EVOCACIÓN DE LA CLASE

Mi recuerdo baja por estas escaleras de piedra en este enorme edificio gris. Es una Facultad dentro de la Ciudad Universitaria de Madrid. Aquí he pasado gran parte de mi vida. Desde la carretera de La Coruña, a la entrada de Madrid, este edificio no destaca gran cosa. Pueden verse en la noche las figuras de las mujeres de la limpieza inclinándose en las papeleras y empujando los carritos de la basura. Cuando las figuras se van, estos pasillos y estas clases quedan vacíos. Mi recuerdo sigue ahora descendiendo muy lentamente; es mi recuerdo de treinta años el que baja escalón a escalón. Rozo la barandilla, desciendo al primer piso. Largo pasillo. Departamentos. Aulas. Seminarios. Aquí fui profesor. Mis frases y mis comentarios sobre la vida y el periodismo, sobre autores modernos y sobre clásicos, recorrieron estos paseos entre los pupitres, observaban apuntes, reportajes. Lo misterioso de este edificio es que al cabo del tiempo se sigan oyendo las mismas o parecidas voces. ¿ Soy yo el que sigo explicando? Y si no soy yo, ¿ de dónde provienen y de quién son estas voces que ahora oigo?
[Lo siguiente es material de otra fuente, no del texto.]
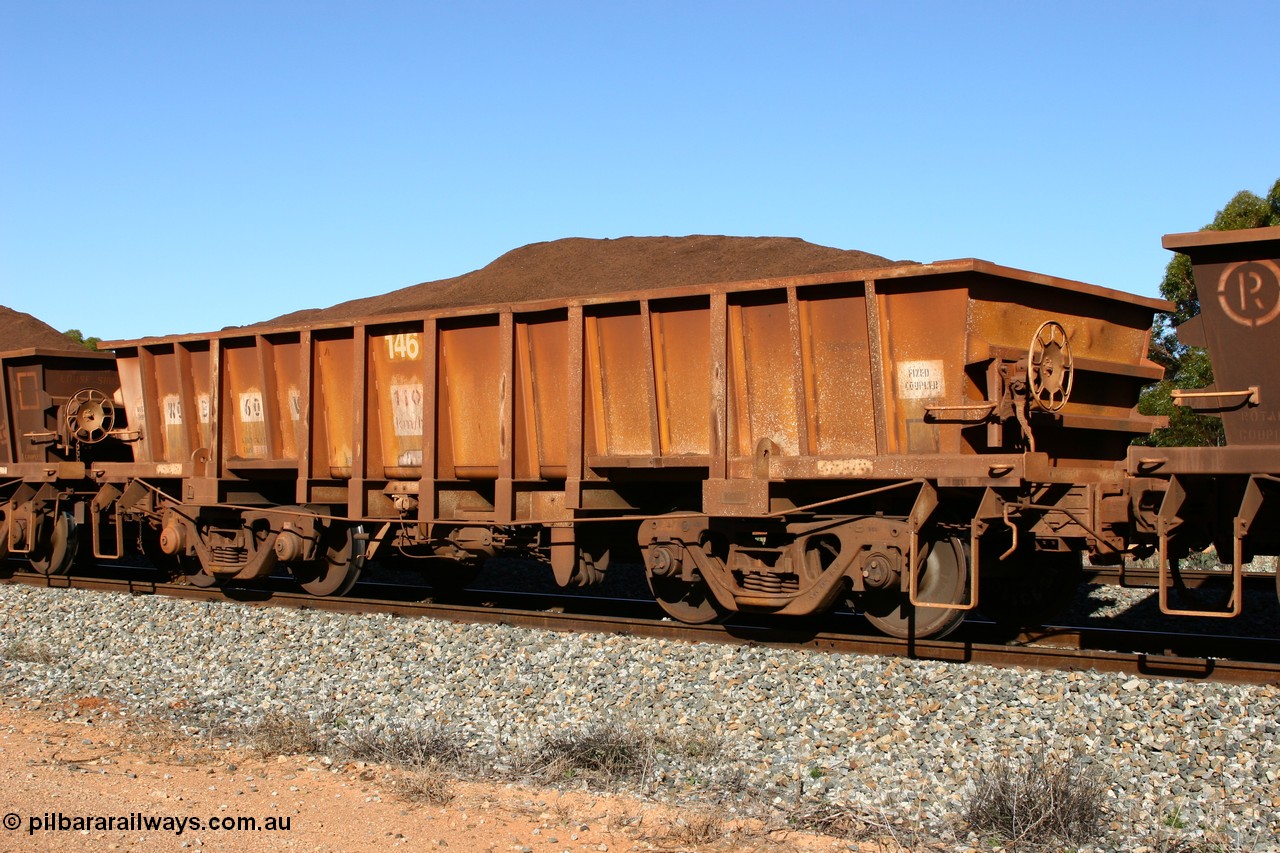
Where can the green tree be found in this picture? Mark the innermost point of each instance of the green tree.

— Bien. — escucho a lo lejos— . Vamos, entonces, a empezar la clase… .

—- Van ustedes a coger el papel, porque hoy vamos a hacer un ejercicio…

—-Les ruego que tomen bien los apuntes, porque de ellos se examinarán de teoría….

—- Y ahora guarden silencio, por favor, que empezamos…

Veo la mano que toma la tiza y los dedos que aprietan los signos contra el encerado azul. Sé que soy yo el que escribo en la pizarra, y cuando me vuelvo veo otra vez estos rostros y estos ojos que están mirándome desde hace años. Las espaldas de los alumnos se curvan a cada embite de mi explicación y sus espinas dorsales van y vienen tensas y flexibles sobre los apuntes. Siempre me ha impresionado ese movimiento. Es un concentrarse sobre el conocimiento y es un remar al unísono del papel. Reman a la vez que remo yo. Dejo la tiza en el borde inferior de la pizarra y levanto la mano para explicar mejor. Ahora de la palma de mi mano parece que salieran palabras como palomas que a su vez han salido de mi boca y antes aún de mi memoria y que ahora vuelan a refugiarse en los oídos de los alumnos trazando una curva de prestidigitación. Así, mientras yo sigo bajando las escaleras del edificio, oigo el revoloteo de las palabras que cruzaron estas aulas durante treinta años, los años que yo he explicado aquí.
Me despido de Luna al llegar al vestíbulo. Todas las tardes me llevaba un café. Me mira desde el otro lado del cristal del despacho de bedeles y levanta la cabeza.

Aún sigo envuelto en palabras.

— Adiós, don Julio, hasta mañana.— me dice.

—Adiós, Luna — le digo — Y gracias por el café.”